Descriptive statistics

Table 1 shows the descriptive statistics of the used variables. For the dependent variable RD INTENSITY the mean is 0.2122 and the standard deviation is 0.4518. Comparing to the research of Bravo & Reguera-Alvardo (2017) the standard deviation seems high. As a result, this shows that there is enough variation. According to Cohen (2010) and Shefer and Frenkel (2005) different firm sizes have different innovation output. This difference may due to the sample composition, probably bigger firms are used in this research.

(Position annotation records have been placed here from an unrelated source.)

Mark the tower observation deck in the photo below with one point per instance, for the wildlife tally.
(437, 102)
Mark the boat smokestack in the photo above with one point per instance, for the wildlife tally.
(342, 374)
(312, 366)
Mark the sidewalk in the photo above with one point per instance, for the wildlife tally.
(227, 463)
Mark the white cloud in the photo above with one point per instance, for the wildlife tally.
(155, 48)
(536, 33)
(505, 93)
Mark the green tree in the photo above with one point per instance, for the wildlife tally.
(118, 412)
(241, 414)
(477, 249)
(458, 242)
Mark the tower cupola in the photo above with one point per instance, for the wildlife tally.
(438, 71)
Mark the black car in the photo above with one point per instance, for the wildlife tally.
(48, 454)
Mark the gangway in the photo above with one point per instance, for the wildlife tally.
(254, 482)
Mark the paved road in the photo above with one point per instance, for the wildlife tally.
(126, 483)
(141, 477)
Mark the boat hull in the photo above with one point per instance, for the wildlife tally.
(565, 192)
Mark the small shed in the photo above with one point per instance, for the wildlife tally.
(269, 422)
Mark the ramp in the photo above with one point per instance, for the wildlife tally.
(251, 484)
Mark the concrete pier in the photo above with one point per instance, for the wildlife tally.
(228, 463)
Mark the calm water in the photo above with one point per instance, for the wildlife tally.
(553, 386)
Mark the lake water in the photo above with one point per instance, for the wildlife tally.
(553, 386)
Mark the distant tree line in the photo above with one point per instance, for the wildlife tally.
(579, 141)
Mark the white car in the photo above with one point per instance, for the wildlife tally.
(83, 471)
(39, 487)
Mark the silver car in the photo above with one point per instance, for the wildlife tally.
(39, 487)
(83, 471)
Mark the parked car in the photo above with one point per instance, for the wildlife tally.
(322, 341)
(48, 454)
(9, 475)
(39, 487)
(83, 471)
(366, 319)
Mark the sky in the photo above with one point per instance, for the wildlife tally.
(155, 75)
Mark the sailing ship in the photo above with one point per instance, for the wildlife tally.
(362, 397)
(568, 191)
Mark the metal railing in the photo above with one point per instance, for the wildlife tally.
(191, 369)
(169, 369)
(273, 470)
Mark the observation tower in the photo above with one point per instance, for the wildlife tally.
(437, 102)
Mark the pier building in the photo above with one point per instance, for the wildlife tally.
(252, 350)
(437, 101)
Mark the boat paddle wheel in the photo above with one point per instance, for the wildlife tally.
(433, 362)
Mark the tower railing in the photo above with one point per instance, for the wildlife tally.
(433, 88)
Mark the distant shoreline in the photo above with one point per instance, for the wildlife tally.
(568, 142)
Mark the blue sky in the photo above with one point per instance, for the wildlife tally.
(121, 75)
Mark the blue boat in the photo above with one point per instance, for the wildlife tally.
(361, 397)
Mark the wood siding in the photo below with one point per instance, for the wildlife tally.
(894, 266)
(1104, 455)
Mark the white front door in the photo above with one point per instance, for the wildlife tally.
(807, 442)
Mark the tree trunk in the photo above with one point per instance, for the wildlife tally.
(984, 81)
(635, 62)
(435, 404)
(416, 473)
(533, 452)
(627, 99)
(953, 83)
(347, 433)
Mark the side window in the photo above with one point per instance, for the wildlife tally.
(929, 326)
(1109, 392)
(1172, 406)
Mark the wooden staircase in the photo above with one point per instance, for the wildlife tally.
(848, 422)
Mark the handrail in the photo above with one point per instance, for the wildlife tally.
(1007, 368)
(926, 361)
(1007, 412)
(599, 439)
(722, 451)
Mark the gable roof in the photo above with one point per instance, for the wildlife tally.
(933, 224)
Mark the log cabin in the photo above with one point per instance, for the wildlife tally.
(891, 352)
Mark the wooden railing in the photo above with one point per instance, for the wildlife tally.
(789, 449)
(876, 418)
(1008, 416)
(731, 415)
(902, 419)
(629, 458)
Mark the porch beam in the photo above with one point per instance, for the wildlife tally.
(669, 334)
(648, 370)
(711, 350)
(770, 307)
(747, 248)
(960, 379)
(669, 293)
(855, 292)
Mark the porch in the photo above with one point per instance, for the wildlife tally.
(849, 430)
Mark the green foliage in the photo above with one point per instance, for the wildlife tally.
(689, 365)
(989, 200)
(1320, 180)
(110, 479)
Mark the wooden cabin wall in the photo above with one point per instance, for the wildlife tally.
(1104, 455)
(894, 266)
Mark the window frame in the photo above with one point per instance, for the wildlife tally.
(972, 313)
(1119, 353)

The independent variable of interest is BOARD AVERAGE AGE which has an average of 0.6214 and a SD of 0.2109. Comparing to the research of Golden and Zajac (2001) average as well as the SD are similar. The SD and average of Golden and Zajac (2001) were 0.260 and 0.533. The difference in this number may due to the higher boarder of age >60 of old board members used in this research, against >50 in the research of (Golden & Zajac, 2001).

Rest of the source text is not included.